How many angelfish can one keep in a 50gallon tank? Is 3 too many or too few?

Thanks


----------



## meyerhaus (Feb 27, 2006)

3 is a good number. I would say that you could keep up to 6 in a 50 gallon...just my humble opinion. I have 4 in a 30XH (24x12x24) and they are growing spawning and having a grand ole time.


----------



## violet (Mar 17, 2006)

I've seen some huge nearly dinner plate FW angels that might have to make a 3 point turn to turn around in a 50G. LOL! I have some very sadly stunted angels and since nothing seems to be able to reverse the stunting, even a little, you could fit 20 of them in a 50G. 

I agree with what meyerhaus said. And it's hard to go wrong with roughly 10G per angel.


----------



## Guest (Jul 10, 2006)

I'll "third" that opinion. I have 5 angels in my 55, and could easily see room for one more. They aren't full-grown yet, but I've had plenty that are and they have done just fine.
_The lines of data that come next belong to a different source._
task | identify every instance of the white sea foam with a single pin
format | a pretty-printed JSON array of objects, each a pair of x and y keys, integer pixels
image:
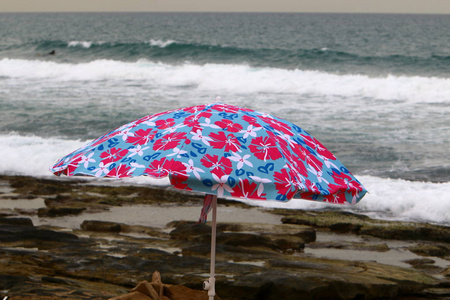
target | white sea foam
[
  {"x": 387, "y": 199},
  {"x": 228, "y": 79},
  {"x": 392, "y": 199},
  {"x": 161, "y": 43},
  {"x": 84, "y": 44}
]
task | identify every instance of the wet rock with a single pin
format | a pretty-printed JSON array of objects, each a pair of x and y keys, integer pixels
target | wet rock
[
  {"x": 363, "y": 225},
  {"x": 438, "y": 250},
  {"x": 100, "y": 226},
  {"x": 419, "y": 261},
  {"x": 408, "y": 231},
  {"x": 17, "y": 221},
  {"x": 11, "y": 233},
  {"x": 59, "y": 211},
  {"x": 345, "y": 227},
  {"x": 254, "y": 261},
  {"x": 350, "y": 245},
  {"x": 186, "y": 231},
  {"x": 7, "y": 282}
]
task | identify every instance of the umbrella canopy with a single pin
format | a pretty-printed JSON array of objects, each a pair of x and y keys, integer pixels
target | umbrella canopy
[{"x": 219, "y": 149}]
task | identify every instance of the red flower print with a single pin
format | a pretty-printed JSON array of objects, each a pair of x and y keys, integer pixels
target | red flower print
[
  {"x": 141, "y": 137},
  {"x": 112, "y": 155},
  {"x": 229, "y": 142},
  {"x": 169, "y": 141},
  {"x": 178, "y": 181},
  {"x": 336, "y": 198},
  {"x": 285, "y": 183},
  {"x": 265, "y": 148},
  {"x": 193, "y": 121},
  {"x": 248, "y": 190},
  {"x": 229, "y": 125},
  {"x": 251, "y": 120},
  {"x": 345, "y": 181},
  {"x": 119, "y": 171},
  {"x": 219, "y": 167},
  {"x": 72, "y": 166},
  {"x": 104, "y": 138},
  {"x": 194, "y": 109},
  {"x": 163, "y": 124},
  {"x": 226, "y": 108}
]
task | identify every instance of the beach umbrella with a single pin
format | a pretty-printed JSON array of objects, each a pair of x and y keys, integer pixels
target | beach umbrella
[{"x": 219, "y": 150}]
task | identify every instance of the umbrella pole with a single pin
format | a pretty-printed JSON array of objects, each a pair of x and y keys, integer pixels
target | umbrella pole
[{"x": 210, "y": 285}]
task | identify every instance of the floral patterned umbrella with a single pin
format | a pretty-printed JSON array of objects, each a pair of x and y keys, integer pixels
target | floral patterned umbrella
[{"x": 221, "y": 150}]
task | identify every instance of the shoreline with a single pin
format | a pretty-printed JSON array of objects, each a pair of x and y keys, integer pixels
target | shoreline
[{"x": 116, "y": 221}]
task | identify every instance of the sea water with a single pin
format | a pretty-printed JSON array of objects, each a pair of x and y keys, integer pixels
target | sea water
[{"x": 374, "y": 89}]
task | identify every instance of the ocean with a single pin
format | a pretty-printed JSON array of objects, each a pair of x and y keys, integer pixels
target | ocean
[{"x": 374, "y": 89}]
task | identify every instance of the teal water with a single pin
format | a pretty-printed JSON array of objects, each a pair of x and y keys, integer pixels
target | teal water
[
  {"x": 375, "y": 89},
  {"x": 340, "y": 43}
]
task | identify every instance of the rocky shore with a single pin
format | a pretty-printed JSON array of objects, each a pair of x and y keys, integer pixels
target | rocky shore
[{"x": 76, "y": 239}]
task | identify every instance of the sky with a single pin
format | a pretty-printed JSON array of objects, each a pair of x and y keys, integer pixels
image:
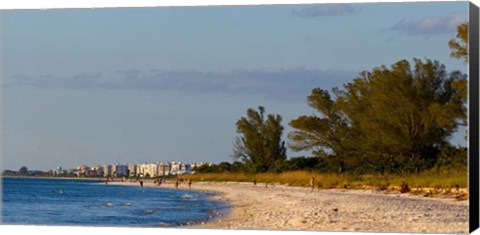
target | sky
[{"x": 134, "y": 85}]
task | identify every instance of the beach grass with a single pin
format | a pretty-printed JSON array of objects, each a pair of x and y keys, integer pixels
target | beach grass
[{"x": 436, "y": 179}]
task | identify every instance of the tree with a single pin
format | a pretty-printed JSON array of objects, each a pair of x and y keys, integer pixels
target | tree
[
  {"x": 260, "y": 146},
  {"x": 405, "y": 115},
  {"x": 23, "y": 171},
  {"x": 459, "y": 46},
  {"x": 329, "y": 131}
]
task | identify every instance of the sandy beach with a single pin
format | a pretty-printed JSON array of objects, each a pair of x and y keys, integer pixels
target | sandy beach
[{"x": 279, "y": 207}]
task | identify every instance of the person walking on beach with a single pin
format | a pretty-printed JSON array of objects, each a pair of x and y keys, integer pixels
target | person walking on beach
[{"x": 312, "y": 183}]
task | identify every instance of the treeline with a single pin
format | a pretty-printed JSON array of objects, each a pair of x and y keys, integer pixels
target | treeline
[{"x": 396, "y": 119}]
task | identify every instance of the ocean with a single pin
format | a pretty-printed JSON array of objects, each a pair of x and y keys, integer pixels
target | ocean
[{"x": 39, "y": 201}]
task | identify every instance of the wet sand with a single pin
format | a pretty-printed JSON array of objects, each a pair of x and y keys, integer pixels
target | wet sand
[{"x": 280, "y": 207}]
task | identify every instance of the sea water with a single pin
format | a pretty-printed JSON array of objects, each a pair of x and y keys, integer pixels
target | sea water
[{"x": 86, "y": 202}]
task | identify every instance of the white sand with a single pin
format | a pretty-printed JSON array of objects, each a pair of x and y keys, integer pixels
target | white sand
[{"x": 295, "y": 208}]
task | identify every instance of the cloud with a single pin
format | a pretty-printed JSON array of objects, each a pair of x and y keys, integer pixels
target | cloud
[
  {"x": 278, "y": 83},
  {"x": 431, "y": 25},
  {"x": 325, "y": 10}
]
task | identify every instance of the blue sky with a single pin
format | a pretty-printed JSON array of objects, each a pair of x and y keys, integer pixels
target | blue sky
[{"x": 132, "y": 85}]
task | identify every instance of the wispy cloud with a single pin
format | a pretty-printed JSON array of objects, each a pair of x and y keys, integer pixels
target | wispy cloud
[
  {"x": 278, "y": 83},
  {"x": 430, "y": 25},
  {"x": 325, "y": 10}
]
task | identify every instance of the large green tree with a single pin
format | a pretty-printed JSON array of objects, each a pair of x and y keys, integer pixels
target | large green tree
[
  {"x": 388, "y": 119},
  {"x": 405, "y": 113},
  {"x": 327, "y": 133},
  {"x": 260, "y": 145},
  {"x": 459, "y": 45}
]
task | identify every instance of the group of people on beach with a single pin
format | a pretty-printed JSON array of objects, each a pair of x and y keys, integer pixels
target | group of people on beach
[{"x": 158, "y": 182}]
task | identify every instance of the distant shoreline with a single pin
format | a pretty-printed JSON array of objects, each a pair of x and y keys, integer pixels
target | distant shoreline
[
  {"x": 281, "y": 207},
  {"x": 43, "y": 177}
]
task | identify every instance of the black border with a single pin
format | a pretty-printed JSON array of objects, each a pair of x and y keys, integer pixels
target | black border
[{"x": 473, "y": 119}]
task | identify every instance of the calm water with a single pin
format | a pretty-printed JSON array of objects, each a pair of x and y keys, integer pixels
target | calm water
[{"x": 85, "y": 202}]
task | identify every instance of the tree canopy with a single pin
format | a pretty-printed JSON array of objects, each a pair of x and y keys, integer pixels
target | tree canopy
[
  {"x": 459, "y": 45},
  {"x": 260, "y": 145},
  {"x": 387, "y": 119}
]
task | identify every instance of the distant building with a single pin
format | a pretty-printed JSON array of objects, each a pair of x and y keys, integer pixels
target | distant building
[
  {"x": 107, "y": 170},
  {"x": 132, "y": 170},
  {"x": 120, "y": 170},
  {"x": 147, "y": 170}
]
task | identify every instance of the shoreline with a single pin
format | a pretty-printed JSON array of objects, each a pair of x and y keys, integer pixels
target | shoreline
[{"x": 280, "y": 207}]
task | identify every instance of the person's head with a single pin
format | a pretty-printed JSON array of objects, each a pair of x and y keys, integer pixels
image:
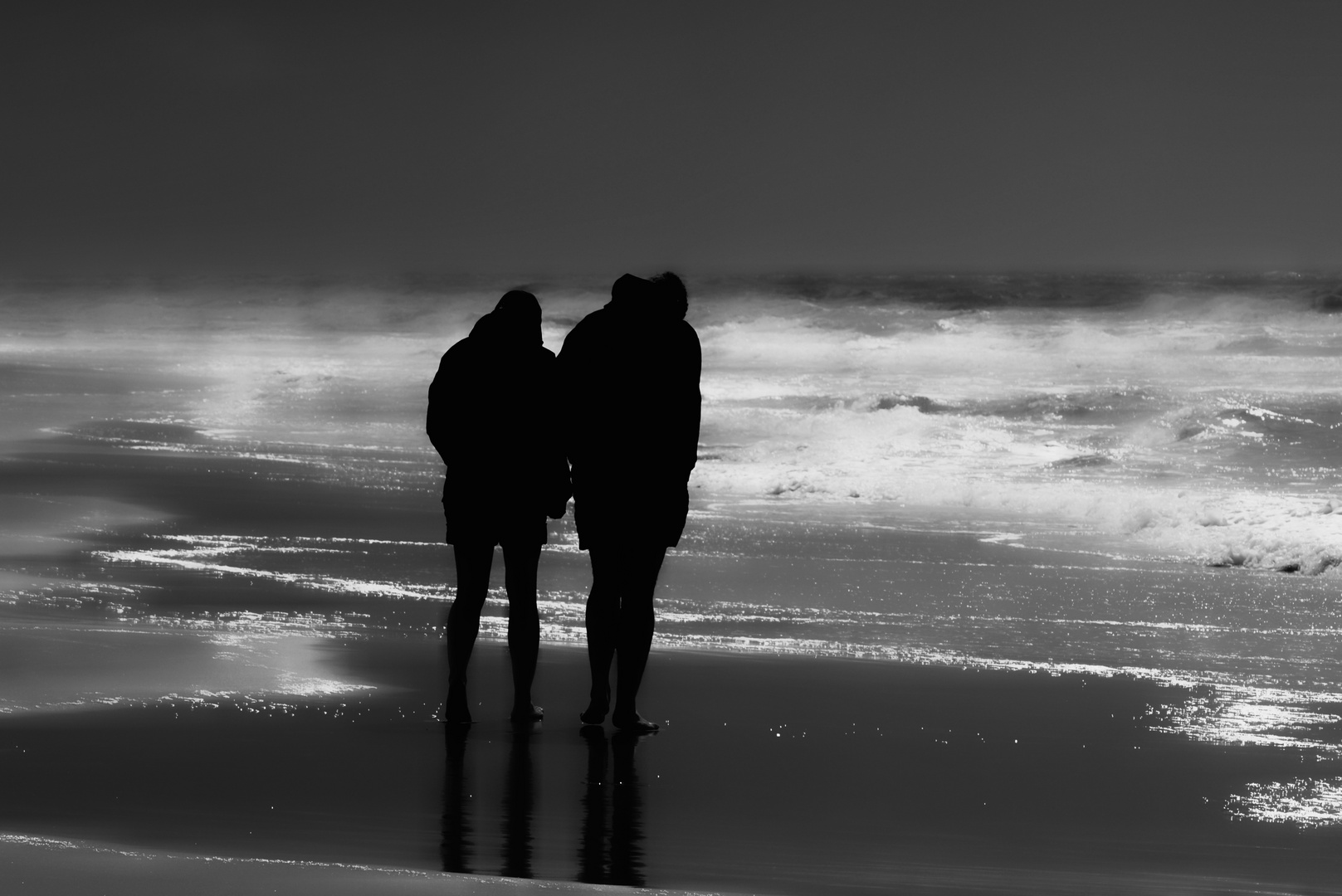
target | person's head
[
  {"x": 515, "y": 321},
  {"x": 661, "y": 298},
  {"x": 671, "y": 294}
]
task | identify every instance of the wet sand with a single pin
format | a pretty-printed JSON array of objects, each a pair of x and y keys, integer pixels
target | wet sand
[{"x": 770, "y": 774}]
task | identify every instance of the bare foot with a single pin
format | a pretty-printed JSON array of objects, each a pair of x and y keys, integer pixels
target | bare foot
[
  {"x": 634, "y": 723},
  {"x": 526, "y": 713}
]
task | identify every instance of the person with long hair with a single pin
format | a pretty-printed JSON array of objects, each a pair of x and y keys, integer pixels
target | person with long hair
[{"x": 491, "y": 417}]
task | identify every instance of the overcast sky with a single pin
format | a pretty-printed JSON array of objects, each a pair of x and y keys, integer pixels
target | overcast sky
[{"x": 720, "y": 137}]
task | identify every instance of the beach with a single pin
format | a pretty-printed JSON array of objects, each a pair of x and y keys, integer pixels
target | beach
[
  {"x": 980, "y": 637},
  {"x": 778, "y": 776}
]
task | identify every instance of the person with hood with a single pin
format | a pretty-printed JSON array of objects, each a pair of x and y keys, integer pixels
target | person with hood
[
  {"x": 631, "y": 372},
  {"x": 493, "y": 420}
]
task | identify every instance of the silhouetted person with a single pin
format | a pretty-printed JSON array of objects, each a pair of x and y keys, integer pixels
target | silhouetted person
[
  {"x": 491, "y": 419},
  {"x": 631, "y": 371}
]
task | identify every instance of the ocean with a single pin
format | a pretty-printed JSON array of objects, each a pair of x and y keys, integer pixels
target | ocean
[{"x": 1114, "y": 474}]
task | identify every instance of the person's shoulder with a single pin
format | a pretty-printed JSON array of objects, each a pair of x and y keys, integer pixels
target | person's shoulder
[
  {"x": 458, "y": 349},
  {"x": 685, "y": 333}
]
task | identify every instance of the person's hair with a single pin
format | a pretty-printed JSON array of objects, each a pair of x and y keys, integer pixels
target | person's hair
[{"x": 672, "y": 293}]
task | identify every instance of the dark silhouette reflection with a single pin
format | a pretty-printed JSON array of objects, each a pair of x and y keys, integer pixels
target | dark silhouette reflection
[
  {"x": 456, "y": 828},
  {"x": 592, "y": 852},
  {"x": 622, "y": 861},
  {"x": 491, "y": 417},
  {"x": 518, "y": 805},
  {"x": 632, "y": 373}
]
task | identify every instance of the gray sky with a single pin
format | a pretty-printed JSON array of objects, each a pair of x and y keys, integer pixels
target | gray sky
[{"x": 718, "y": 137}]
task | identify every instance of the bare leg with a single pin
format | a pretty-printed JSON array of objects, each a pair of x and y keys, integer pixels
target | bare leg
[
  {"x": 634, "y": 639},
  {"x": 603, "y": 613},
  {"x": 463, "y": 624},
  {"x": 524, "y": 626}
]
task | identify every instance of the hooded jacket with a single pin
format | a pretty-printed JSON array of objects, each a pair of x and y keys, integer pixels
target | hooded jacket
[
  {"x": 491, "y": 416},
  {"x": 631, "y": 378}
]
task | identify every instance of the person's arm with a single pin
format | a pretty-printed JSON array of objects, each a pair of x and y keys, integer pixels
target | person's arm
[{"x": 443, "y": 404}]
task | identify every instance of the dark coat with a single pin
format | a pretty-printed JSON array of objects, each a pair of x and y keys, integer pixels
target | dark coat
[
  {"x": 631, "y": 377},
  {"x": 493, "y": 420}
]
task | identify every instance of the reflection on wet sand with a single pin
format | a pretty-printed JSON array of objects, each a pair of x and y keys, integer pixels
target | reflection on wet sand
[
  {"x": 611, "y": 848},
  {"x": 518, "y": 804},
  {"x": 456, "y": 826},
  {"x": 622, "y": 861}
]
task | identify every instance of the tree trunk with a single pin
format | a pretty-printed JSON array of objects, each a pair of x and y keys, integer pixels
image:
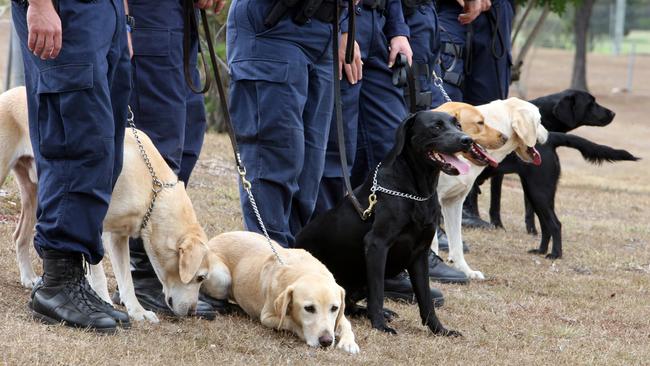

In my experience, angels tend to get a tad aggressive as they get larger, so having larger numbers (like 5 or 6) will help spread out the aggression.

I'm assuming you have scalare angels, not altum, 'cause those are a whole different story. :lol:


----------



## Guest (Jul 10, 2006)

I'll be the one to say that angels get huge, as you all know. They can make a tank look tiny! I have 3 angels in my 55g, only one is around 6 inches tall...the others are only about 3 inches tall. I'm now thinking that I should have only put one in there. My big angel takes up a good amount of room, and I can't imagine how all three will look when they get full grown.

I recommend you get maybe 3 to start with. Then if you feel you need more, get more. I think with 3 in a 50g, you'll be satisfied. They get huge, just to remind you again. If they only stayed as small as they are when you get them, it would be great.


----------



## Damon (Jan 18, 2005)

I think 3 is a bad number. It allows for 2 to bully the third. I know people who have lost discus and angels this way. I'd shoot for 5.


----------



## Guest (Jul 10, 2006)

I agree with simpte about not just having 3 in a tank. I'd only get 4 of them that way you only have to return or rehome 2 of the angels. As I have been told that once a pair is formed that almost all of the time the pair won't tolerate any other angels.


----------